This chart is the Mains only overlaid on the Sub + Mains chart. I can't find the sub only chart, but it is virtually identical to the one posted above.

Did you mean for me to measure each main separately?


----------



## brucek (Apr 11, 2006)

Well, you can see that the main that you posted alone above enjoys the same dip and peak as the mains+sub. That says that the offending dip and peak isn't an interaction between that main and sub, nor is it likely an interaction between that main and the other main. This leaves the culprit as that main and the room. You want to see what the other main alone looks like. If it doesn't exhibit this dip and peak, then you can assume that the other main needs to be moved a bit.
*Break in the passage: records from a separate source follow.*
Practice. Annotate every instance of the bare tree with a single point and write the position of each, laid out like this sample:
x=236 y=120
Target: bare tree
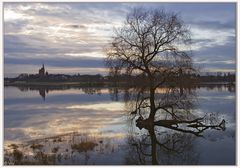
x=154 y=43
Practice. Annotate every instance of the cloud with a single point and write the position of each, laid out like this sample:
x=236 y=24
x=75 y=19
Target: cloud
x=69 y=32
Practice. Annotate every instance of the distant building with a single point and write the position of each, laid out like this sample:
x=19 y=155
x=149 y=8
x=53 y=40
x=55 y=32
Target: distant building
x=41 y=71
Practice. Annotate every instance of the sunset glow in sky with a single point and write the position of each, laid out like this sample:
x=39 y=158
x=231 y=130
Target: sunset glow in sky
x=69 y=37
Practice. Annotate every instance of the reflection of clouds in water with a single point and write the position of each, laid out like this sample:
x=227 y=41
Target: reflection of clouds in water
x=83 y=118
x=216 y=97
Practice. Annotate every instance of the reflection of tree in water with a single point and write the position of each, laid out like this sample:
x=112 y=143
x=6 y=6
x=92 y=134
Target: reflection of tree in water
x=167 y=137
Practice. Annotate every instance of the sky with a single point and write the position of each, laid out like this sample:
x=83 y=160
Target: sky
x=70 y=38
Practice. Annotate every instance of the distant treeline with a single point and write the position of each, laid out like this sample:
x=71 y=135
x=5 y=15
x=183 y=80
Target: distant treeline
x=137 y=79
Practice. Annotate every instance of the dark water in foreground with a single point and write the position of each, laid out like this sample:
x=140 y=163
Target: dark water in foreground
x=93 y=126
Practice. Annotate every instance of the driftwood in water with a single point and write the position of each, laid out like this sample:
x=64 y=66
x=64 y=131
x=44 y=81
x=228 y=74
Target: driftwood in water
x=196 y=124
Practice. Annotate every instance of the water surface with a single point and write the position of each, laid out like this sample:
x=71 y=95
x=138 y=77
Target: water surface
x=93 y=126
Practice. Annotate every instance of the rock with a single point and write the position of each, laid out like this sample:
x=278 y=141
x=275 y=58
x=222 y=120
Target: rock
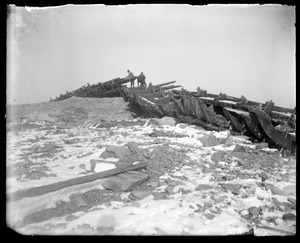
x=255 y=211
x=154 y=183
x=228 y=141
x=159 y=195
x=71 y=217
x=292 y=200
x=239 y=148
x=85 y=229
x=217 y=156
x=136 y=204
x=166 y=121
x=276 y=202
x=208 y=204
x=262 y=145
x=278 y=221
x=209 y=140
x=203 y=187
x=290 y=190
x=140 y=194
x=244 y=212
x=77 y=200
x=234 y=188
x=182 y=125
x=184 y=192
x=99 y=167
x=125 y=181
x=289 y=216
x=275 y=189
x=209 y=216
x=117 y=151
x=169 y=189
x=208 y=170
x=157 y=141
x=106 y=155
x=263 y=176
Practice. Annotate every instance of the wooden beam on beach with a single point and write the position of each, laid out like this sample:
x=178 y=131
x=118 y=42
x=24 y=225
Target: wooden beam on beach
x=163 y=84
x=37 y=191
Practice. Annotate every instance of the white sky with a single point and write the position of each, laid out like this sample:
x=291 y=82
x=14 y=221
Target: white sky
x=235 y=49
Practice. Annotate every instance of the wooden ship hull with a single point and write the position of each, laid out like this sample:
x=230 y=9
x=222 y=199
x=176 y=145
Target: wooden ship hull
x=210 y=111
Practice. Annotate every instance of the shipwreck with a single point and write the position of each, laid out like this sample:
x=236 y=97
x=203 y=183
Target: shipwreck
x=261 y=122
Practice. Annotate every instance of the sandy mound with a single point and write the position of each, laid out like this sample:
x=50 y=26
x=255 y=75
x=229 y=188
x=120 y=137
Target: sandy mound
x=72 y=109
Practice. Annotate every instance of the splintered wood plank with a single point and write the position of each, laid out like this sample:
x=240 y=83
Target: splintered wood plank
x=37 y=191
x=125 y=181
x=279 y=138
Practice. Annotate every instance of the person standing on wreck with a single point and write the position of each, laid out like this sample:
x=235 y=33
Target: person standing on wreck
x=141 y=79
x=131 y=77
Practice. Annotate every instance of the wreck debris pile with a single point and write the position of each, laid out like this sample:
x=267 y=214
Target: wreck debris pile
x=263 y=122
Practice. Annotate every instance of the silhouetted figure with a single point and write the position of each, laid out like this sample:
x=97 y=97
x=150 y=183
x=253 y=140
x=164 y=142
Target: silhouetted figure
x=141 y=79
x=131 y=77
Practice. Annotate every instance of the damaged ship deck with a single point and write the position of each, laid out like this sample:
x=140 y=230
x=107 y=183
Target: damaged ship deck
x=261 y=122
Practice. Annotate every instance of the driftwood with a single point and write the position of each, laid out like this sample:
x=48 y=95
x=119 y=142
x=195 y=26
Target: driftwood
x=37 y=191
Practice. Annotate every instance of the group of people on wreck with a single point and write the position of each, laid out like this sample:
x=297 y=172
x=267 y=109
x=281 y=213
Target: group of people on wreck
x=140 y=79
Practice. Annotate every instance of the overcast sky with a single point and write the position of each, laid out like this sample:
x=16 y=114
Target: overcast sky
x=234 y=49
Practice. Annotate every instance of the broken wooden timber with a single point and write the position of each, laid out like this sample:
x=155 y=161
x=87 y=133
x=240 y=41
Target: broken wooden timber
x=170 y=87
x=249 y=102
x=275 y=114
x=163 y=84
x=236 y=125
x=252 y=129
x=37 y=191
x=195 y=121
x=279 y=138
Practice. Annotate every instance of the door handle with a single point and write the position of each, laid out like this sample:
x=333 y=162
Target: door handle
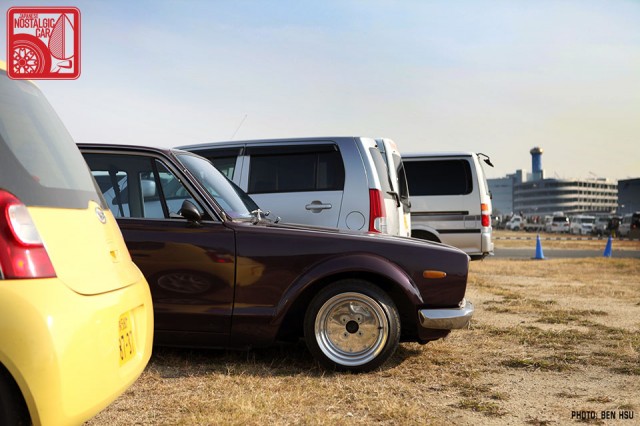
x=317 y=206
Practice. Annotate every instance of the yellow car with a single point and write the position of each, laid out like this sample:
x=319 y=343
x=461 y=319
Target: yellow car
x=76 y=319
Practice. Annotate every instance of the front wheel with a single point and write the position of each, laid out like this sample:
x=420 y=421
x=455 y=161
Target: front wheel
x=13 y=410
x=352 y=325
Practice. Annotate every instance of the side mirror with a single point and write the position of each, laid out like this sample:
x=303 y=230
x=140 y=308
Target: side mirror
x=190 y=212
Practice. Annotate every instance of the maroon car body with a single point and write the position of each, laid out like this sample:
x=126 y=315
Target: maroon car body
x=221 y=276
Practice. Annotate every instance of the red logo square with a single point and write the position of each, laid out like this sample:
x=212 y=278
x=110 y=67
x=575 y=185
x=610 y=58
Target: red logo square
x=43 y=43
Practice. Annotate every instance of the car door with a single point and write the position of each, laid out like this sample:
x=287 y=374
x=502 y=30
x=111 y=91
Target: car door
x=299 y=183
x=190 y=270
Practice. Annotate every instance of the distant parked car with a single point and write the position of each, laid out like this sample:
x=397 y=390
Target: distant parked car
x=629 y=225
x=223 y=276
x=601 y=226
x=557 y=224
x=76 y=321
x=581 y=224
x=342 y=182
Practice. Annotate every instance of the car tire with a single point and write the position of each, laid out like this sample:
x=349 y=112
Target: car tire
x=13 y=410
x=352 y=325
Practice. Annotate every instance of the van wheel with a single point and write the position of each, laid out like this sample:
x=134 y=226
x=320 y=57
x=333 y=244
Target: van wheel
x=13 y=409
x=352 y=325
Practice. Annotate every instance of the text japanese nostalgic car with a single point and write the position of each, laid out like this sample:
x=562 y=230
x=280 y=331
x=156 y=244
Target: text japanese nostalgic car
x=224 y=276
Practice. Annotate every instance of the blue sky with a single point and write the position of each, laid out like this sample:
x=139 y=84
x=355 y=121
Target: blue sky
x=498 y=77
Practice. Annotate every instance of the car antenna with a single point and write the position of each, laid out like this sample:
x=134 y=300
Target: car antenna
x=486 y=158
x=239 y=125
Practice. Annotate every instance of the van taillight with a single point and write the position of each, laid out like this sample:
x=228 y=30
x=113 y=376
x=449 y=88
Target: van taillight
x=377 y=212
x=22 y=252
x=485 y=214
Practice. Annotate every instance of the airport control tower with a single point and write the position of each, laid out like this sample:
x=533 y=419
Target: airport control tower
x=536 y=163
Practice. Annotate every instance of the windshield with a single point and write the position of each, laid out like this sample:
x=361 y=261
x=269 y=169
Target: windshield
x=39 y=162
x=219 y=187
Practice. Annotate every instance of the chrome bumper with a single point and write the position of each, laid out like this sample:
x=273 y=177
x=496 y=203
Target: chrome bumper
x=446 y=319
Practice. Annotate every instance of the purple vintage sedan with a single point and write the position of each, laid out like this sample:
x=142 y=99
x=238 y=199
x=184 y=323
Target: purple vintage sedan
x=224 y=274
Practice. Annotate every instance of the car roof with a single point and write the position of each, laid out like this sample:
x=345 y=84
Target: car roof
x=272 y=140
x=438 y=154
x=131 y=148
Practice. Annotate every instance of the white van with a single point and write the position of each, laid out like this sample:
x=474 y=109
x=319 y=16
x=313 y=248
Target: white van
x=450 y=200
x=340 y=182
x=582 y=224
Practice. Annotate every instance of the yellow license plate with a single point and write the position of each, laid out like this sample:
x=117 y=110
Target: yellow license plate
x=126 y=340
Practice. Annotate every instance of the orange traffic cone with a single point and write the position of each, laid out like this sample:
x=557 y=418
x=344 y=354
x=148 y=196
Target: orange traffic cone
x=539 y=253
x=607 y=249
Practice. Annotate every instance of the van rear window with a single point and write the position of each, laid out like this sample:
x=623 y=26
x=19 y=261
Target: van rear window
x=296 y=172
x=439 y=177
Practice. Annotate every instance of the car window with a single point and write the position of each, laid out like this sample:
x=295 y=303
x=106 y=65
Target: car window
x=228 y=196
x=39 y=162
x=226 y=165
x=296 y=172
x=138 y=186
x=440 y=177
Anyway, you get the idea of the process of elimination. It's a lot of measuring. You can see why I recommended REW.

brucek


----------



## joorge (Jan 21, 2009)

Thanks Bruce. Those are both mains. I didn't measure them separately, but did ask if I should. Sorry for the confusion. I think I understand how to proceed.

I'll do some more measuring tomorrow and let ya know what happens.

I wouldn't argue about how nice it would be to have REW do all of the work. It's not too bad doing it manually for one sub. Each test takes about 10 minutes to complete and enter in REW. It will get old in a hurry if I keep building subs.


----------



## brucek (Apr 11, 2006)

> Those are both mains.


Yeah OK. I think you get the idea though. Measuring two mains doesn't reveal where the problem is. If you do each main by itself, you might find both mains alone measure fairly good, revealing that it's their interaction between themselves that is the problem. If only one measures bad, then it's that speaker and the room that is the problem.....etc, etc..

brucek


----------



## joorge (Jan 21, 2009)

I tried to run the mains independently. I get no sound with just one. Apparently the receiver requires both of them.

I have tested 10 different speaker locations (both mains) in the problem frequency band. Most of them didn't do much at all. Three show promise, and the difference is quite noticeable.

I'll do some full range testing when I get a chance. It looks like that peak at 145 is a room effect. Nothing seems to budge it. Here's a chart of Both mains with the testing overlaid.


----------



## brucek (Apr 11, 2006)

> I tried to run the mains independently. I get no sound with just one. Apparently the receiver requires both of them.


Just feed the left or right channel separately with your tone to get a single main.

brucek


----------



## joorge (Jan 21, 2009)

Duuh.


----------